Wednesday, September 16, 2009

Alfresco Integration with GSA

Alfresco Integration with GSA

In order to provide searching within the portal a strategy had to be defined with how to integrate Alfresco with GSA. There were two approaches considered:

1. Utilize the traditional approach and have GSA crawl Alfresco through either a webscript mechanism or via CIFS.

2. Utilize the GSA Feed based approach.

After careful review we decided upon the feed base approach for the following reasons:

1. Meta Data: In order to support the Faceted searching, we need to find a way to attach metadata to each content item. Given that our HTML code is just snippets and does not contain a header with this information and that we are indexing documents, the only way to reliably accomplish this was via the feed.

2. Portal Page: For each of the Content portlets, we need to determine a way to identify the underlying portal page that a given content item lives on. The only way to reliably accomplish this was via the feed.

3. Security: GSA does have support for a late binding approach to security whereby on a search request a security check would be performed against the underlying system to see if a user had access. In order to support this we would have had to pass along the security credentials to GSA and setup GSA to access Active Directory. Furthermore, we determined that the processing overhead associated with this check would slow down the search results. Therefore, we add security metadata to the feed and just add that to the query string.
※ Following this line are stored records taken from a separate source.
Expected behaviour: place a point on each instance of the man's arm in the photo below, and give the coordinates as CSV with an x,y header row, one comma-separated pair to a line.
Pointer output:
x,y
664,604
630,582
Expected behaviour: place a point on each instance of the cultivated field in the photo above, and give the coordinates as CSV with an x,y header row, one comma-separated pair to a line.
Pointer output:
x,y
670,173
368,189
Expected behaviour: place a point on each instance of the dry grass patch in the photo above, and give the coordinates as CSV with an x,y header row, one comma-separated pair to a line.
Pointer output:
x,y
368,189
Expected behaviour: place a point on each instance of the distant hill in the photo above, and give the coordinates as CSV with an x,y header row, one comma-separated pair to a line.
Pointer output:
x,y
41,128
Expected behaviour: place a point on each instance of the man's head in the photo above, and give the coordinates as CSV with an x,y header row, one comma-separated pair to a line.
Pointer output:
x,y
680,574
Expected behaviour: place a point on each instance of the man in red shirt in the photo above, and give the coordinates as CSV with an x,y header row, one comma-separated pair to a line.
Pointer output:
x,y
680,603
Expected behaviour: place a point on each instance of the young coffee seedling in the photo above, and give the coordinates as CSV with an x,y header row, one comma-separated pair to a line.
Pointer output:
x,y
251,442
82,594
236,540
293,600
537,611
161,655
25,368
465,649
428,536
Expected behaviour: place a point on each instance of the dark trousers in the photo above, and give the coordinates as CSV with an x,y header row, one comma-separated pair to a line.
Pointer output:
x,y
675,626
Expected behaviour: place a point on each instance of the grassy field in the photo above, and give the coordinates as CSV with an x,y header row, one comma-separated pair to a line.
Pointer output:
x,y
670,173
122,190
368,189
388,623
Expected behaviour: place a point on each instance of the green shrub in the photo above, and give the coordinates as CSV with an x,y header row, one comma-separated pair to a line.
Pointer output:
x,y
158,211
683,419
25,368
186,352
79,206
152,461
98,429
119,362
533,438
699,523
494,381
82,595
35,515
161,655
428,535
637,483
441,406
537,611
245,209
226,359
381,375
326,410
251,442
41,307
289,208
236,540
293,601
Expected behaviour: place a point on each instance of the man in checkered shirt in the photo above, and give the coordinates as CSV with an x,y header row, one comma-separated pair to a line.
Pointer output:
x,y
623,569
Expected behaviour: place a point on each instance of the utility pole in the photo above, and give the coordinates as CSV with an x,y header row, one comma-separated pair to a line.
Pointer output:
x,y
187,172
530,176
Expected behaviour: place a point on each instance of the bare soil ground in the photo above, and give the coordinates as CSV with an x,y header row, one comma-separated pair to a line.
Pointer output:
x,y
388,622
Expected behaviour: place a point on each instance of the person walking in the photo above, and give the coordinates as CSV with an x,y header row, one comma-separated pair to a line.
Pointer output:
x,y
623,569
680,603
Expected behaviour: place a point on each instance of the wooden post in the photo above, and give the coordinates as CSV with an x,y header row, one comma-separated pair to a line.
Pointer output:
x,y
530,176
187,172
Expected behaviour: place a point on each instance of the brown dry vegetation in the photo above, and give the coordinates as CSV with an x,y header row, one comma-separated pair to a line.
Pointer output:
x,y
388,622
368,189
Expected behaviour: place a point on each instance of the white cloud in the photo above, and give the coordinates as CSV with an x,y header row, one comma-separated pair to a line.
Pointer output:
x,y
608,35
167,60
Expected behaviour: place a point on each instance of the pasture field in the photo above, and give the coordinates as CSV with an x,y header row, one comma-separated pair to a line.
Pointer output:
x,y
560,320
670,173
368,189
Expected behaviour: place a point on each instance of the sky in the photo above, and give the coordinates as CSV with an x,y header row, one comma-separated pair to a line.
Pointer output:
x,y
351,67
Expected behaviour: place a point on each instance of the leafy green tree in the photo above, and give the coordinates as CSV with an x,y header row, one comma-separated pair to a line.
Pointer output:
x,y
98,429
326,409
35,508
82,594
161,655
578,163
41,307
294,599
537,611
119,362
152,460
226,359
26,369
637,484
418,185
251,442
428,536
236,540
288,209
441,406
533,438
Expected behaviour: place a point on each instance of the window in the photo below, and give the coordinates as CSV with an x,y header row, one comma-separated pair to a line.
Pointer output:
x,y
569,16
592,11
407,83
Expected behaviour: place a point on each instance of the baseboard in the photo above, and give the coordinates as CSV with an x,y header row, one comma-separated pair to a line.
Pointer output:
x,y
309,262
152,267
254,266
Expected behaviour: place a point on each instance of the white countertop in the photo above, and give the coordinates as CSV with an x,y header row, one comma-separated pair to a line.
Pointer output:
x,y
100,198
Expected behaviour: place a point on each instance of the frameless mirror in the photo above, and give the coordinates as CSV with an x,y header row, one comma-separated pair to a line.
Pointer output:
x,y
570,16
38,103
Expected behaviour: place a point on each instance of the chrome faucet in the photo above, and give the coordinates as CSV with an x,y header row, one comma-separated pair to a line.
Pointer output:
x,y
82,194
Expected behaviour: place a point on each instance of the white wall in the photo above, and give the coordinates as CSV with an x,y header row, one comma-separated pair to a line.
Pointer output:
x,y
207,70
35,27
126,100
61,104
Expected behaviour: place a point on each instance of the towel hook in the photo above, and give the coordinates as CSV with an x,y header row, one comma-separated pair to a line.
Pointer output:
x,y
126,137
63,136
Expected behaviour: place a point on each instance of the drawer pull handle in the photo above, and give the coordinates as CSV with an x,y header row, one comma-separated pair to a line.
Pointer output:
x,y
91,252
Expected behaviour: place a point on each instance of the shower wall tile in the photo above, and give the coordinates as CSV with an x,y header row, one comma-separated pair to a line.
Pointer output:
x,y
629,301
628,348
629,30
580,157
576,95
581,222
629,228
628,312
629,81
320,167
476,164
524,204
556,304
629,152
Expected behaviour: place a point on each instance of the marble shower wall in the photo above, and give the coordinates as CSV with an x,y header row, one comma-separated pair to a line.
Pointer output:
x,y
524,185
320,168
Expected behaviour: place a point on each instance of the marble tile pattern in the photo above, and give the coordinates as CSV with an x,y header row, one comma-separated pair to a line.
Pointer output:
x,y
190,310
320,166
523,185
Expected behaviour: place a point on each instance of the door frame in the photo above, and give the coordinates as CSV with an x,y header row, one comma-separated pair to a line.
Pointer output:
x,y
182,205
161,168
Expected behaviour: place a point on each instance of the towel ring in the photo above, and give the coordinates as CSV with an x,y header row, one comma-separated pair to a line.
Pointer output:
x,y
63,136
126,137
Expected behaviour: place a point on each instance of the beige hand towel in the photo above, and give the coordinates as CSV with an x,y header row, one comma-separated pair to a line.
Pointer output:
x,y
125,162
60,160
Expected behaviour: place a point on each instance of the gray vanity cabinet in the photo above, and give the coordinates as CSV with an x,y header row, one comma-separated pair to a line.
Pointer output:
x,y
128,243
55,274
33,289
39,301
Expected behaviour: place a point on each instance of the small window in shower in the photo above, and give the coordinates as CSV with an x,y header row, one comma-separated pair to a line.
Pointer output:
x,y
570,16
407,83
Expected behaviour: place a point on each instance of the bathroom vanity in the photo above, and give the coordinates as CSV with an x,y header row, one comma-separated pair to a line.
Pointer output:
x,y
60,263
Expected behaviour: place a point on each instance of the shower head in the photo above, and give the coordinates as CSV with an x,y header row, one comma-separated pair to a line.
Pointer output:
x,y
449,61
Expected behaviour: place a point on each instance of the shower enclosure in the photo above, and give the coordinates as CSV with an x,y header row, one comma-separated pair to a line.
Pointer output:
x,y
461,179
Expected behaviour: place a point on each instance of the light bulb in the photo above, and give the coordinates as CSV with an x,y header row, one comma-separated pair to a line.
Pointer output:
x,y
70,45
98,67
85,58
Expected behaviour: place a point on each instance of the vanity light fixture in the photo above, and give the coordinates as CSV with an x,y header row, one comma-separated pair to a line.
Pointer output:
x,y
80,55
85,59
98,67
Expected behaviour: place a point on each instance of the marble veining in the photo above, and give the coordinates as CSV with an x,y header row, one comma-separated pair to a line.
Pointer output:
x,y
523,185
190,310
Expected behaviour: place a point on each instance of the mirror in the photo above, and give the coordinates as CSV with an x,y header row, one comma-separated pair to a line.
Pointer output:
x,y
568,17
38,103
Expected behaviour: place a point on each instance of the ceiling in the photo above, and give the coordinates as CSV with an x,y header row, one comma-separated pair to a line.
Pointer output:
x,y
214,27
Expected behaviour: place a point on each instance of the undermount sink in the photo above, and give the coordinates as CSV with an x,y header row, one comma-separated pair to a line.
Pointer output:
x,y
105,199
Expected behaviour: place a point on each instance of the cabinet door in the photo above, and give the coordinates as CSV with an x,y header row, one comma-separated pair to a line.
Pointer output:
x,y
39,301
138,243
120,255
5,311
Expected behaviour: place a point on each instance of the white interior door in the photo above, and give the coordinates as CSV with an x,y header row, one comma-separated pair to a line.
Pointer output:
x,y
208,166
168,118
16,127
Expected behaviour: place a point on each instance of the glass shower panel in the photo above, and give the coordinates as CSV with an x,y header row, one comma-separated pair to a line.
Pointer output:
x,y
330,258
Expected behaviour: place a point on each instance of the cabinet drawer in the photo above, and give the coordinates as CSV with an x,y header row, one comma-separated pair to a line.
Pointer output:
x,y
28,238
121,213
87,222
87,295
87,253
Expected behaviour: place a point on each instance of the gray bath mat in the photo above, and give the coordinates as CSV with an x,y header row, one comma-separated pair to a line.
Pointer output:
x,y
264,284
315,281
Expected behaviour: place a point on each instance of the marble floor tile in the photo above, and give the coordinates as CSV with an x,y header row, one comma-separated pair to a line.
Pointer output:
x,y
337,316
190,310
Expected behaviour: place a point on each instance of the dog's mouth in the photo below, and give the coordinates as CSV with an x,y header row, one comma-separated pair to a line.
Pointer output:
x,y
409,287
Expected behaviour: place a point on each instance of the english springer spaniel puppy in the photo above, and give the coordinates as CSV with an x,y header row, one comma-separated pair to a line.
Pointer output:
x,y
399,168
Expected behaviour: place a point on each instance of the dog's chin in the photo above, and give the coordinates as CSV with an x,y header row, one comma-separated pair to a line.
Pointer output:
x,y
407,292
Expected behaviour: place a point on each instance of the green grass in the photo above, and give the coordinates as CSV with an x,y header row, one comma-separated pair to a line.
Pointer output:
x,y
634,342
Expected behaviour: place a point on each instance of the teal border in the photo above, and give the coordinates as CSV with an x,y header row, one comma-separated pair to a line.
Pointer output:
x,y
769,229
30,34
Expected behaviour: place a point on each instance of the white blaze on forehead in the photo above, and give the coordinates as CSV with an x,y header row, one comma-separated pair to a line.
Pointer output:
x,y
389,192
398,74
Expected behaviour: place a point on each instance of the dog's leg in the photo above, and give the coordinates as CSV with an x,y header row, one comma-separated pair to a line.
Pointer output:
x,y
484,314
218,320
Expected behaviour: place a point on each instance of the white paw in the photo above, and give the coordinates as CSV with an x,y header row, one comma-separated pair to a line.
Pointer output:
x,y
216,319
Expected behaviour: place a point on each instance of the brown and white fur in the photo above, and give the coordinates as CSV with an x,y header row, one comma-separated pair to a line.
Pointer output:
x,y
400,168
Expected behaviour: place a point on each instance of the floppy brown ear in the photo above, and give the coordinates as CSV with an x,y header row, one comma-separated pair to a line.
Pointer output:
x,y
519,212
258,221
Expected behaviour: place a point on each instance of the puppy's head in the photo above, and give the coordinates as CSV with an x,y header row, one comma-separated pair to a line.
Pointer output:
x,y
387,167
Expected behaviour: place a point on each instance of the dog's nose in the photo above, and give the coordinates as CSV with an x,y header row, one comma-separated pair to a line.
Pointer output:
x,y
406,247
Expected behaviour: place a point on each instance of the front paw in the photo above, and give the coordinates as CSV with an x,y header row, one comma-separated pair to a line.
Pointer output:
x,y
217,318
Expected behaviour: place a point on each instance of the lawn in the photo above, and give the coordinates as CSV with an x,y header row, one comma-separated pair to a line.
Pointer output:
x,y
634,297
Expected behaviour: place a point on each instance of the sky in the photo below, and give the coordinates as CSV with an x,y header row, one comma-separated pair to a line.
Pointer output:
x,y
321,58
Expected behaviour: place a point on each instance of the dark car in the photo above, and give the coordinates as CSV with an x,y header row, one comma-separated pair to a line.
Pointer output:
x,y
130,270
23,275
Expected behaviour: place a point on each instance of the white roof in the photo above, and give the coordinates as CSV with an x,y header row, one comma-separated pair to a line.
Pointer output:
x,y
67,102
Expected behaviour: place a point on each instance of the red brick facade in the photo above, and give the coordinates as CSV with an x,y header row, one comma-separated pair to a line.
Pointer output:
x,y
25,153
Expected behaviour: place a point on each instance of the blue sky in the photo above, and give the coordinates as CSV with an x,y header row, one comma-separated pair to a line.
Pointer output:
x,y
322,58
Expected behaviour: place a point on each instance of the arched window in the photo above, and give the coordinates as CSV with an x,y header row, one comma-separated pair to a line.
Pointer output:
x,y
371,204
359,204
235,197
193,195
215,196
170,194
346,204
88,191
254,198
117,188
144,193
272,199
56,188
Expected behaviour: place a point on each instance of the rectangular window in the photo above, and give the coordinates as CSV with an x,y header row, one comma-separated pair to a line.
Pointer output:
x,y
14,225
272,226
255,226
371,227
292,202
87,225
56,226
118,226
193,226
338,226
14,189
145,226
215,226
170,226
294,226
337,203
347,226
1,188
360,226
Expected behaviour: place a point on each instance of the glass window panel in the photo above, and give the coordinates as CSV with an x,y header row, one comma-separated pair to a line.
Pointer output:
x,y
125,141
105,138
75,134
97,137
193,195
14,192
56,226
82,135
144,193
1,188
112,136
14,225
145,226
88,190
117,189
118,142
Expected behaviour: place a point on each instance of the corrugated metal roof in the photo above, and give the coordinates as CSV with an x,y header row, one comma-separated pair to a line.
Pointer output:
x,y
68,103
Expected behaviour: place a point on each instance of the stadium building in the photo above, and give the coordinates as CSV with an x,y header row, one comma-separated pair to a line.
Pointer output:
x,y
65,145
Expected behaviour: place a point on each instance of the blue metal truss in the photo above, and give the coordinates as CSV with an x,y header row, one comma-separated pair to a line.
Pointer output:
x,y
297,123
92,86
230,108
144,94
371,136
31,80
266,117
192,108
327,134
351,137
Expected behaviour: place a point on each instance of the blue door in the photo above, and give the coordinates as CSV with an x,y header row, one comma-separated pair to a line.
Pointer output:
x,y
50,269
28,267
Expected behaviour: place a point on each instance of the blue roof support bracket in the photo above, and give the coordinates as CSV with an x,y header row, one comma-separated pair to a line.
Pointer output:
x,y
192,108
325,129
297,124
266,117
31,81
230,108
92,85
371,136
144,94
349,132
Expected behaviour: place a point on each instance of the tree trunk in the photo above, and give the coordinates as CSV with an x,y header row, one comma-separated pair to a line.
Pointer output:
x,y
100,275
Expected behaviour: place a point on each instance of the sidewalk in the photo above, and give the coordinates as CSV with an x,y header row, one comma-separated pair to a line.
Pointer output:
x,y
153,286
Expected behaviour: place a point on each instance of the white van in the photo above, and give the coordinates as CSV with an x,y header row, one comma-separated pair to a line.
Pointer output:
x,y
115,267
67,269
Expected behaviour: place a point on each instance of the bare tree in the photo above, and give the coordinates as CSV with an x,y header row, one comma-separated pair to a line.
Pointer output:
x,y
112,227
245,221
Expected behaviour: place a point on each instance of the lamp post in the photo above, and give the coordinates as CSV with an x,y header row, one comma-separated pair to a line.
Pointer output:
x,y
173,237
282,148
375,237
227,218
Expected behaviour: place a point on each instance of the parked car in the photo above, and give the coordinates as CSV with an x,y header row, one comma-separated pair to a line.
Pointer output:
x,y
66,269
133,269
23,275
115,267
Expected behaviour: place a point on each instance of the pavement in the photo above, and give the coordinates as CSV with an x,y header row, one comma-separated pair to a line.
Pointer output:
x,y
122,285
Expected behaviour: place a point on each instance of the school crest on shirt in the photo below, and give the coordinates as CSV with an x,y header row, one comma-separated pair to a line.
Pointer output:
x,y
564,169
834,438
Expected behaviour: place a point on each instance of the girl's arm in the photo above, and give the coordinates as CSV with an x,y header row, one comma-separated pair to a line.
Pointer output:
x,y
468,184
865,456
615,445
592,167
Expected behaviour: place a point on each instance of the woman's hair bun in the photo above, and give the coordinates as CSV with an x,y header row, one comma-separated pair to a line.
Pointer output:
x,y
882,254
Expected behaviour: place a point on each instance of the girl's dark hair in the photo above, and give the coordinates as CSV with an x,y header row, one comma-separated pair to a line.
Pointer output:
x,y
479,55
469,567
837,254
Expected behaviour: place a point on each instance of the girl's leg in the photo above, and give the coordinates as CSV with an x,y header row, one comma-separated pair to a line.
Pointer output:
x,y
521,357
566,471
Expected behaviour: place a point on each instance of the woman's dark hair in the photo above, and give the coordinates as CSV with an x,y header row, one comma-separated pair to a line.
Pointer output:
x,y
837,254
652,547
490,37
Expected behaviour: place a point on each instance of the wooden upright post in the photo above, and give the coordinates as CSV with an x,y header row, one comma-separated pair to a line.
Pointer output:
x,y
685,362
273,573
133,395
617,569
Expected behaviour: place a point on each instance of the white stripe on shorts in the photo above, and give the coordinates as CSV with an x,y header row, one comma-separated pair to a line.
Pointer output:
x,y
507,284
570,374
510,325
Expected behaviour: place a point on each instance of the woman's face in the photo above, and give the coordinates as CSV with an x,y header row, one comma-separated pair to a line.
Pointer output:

Please refer to the GSA documentation for the documentation on how to develop a feed:

http://code.google.com/apis/searchappliance/documentation/50/feedsguide.html

http://code.google.com/apis/searchappliance/documentation/50/metadata.html

The following sections will describe in some detail how this is accomplished for each both the Alfresco DM and WCM content stores.

GSA Metadata

In order to support the faceted searching, we needed to add our own custom Metadata to a given content item. This was in part accomplished by defining a custom content model. Below are some references that we utilized to create our own custom content model:

http://wiki.alfresco.com/wiki/Step-By-Step:_Creating_A_Custom_Model

http://ecmarchitect.com/archives/2007/06/09/756

Alfresco DM

Our feed from DM was straightforward, we just created an Alfresco webscript that traversed the repository and created the XML in the format required by GSA. In addition to traversing the standard repository, the Alfresco webscript traversed the archive store to obtain a list of files that should be deleted from the index. The output of the webscript was the XML format required by GSA.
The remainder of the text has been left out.